The appeals court further held that the brokerage agreement was an adhesion contract and, were it necessary, it would have construed any ambiguity against the broker. But it basically found no ambiguity. The reference to "sold," in the court's view, necessarily and unequivocally meant "sold by written agreement."

One judge specially concurred and found that there was no liability for commission because the property was not shown to the Buyer by the broker during the term of the listing agreement and withdrawal agreement. If the contract could be construed otherwise (this one quite clearly could be), the this judge would have viewed that as "overreaching" on the part of the broker. This judge, however, would have found that a written agreement was not necessary if the broker could show that the parties had fraudulent intent in entering into a verbal agreement in order to avoid a commission.

Comment 1: Brokers should be responsible to draft clear and fair agreements in residential listing agreements and related agreements. They generally do not encourage (and sometimes discourage) the owner's consulting an attorney in connection with such contracts, and rarely change them significantly. It is appropriate that a rigorous standard be applied in construing those agreements.

Customs regarding the actual sale agreements vary from state to state, but where the sale agreement also is not reviewed by counsel and contains language protecting the broker's interest, that language should be subject to the same harsh scrutiny.

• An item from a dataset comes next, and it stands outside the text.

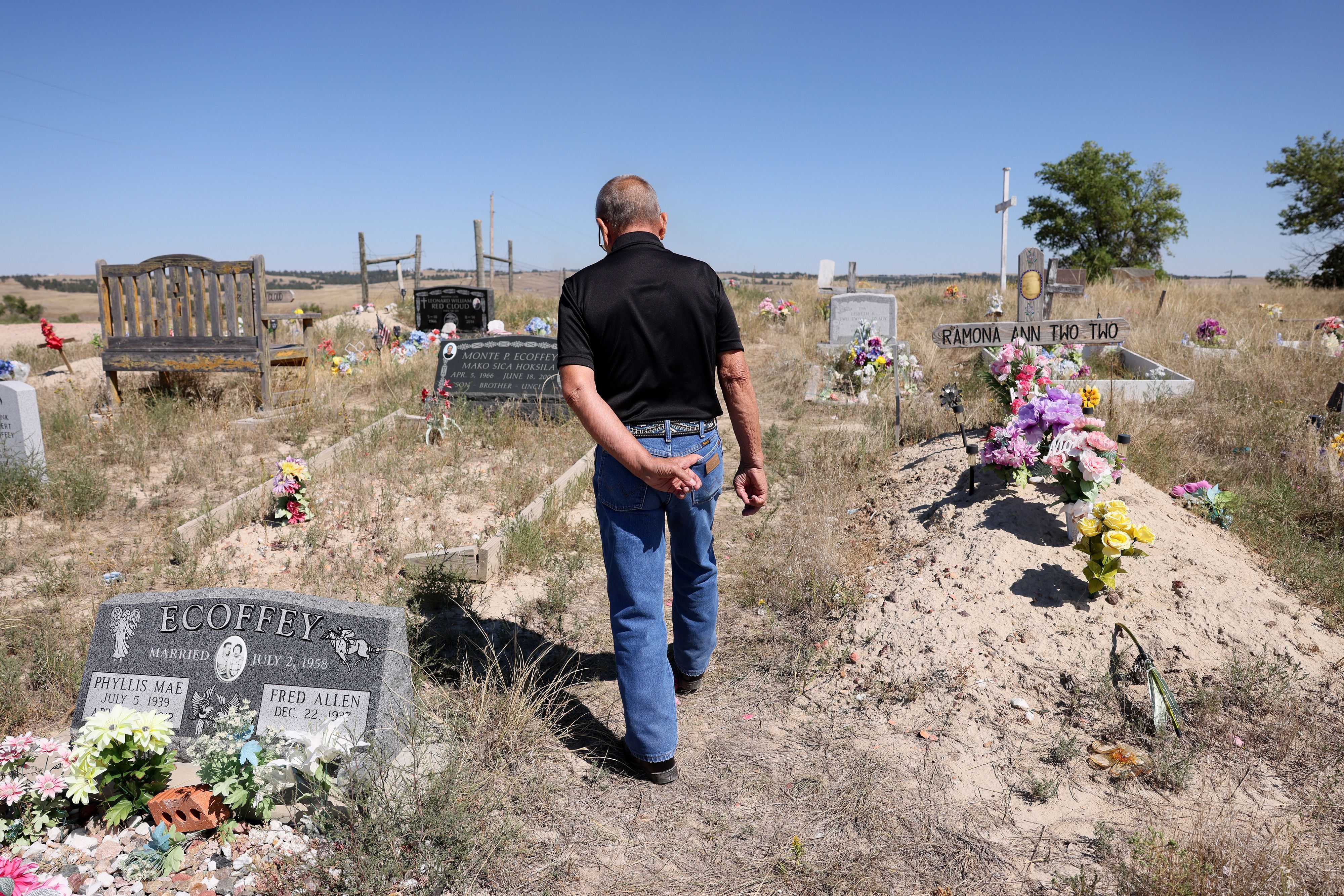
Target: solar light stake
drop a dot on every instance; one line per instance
(1123, 441)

That having been said, the editor concludes that, in general, a clear verbal agreement to sell property, which agreement in fact is carried out, ought to fall outside the meaning of "sold" within the withdrawal agreement here. Such a construction basically invites fraud on the part of the seller. Here the broker's choice to limit its commission rights to written sales in the listing agreement creates a special complication., but the court could have construed in favor of the broker in this special case.

Comment 2: As the concurrence points out, the fact that the broker did not show the property to the buyer and was not a "procuring cause" may have some relevance, particularly in the construction of a withdrawal agreement that takes effect after only a short listing period.

But the editor believes that brokers should be permitted to draft contracts that do provide for an absolute right to a commission if property is sold during a "tail" period following expiration or withdrawal. The editor would like to see such language highlighted and explained. It is a severe result, and may sometimes operate as a "gotcha;" but on the other hand many brokers, following execution of an exclusive listing agreement, enter into relatively extensive and expensive marketing efforts that display the property to the market. There is no way to be sure that a potential buyer hasn't been notified of the property's availability through that process, even if the buyer first sees the property during the "tail." In any event the broker has the marketing cost to recover, and a reasonably short "tail" - 90 days is a stretch for these purposes - 60 days would be better - provides protection for the broker. (The editor would condone a longer "tail" if the commission were payable only upon "procured" sales - especially if a list of "broker's contact" names is used.)

Unfortunately, we have the difficulty that consumer protective regulation of this sort is most appropriately the function of the legislature, and not courts. But brokerage organizations are quite powerful lobbyists, and consumer protection in this area, if it occurs, will come only at a very high price in terms of other protections for brokers' interests.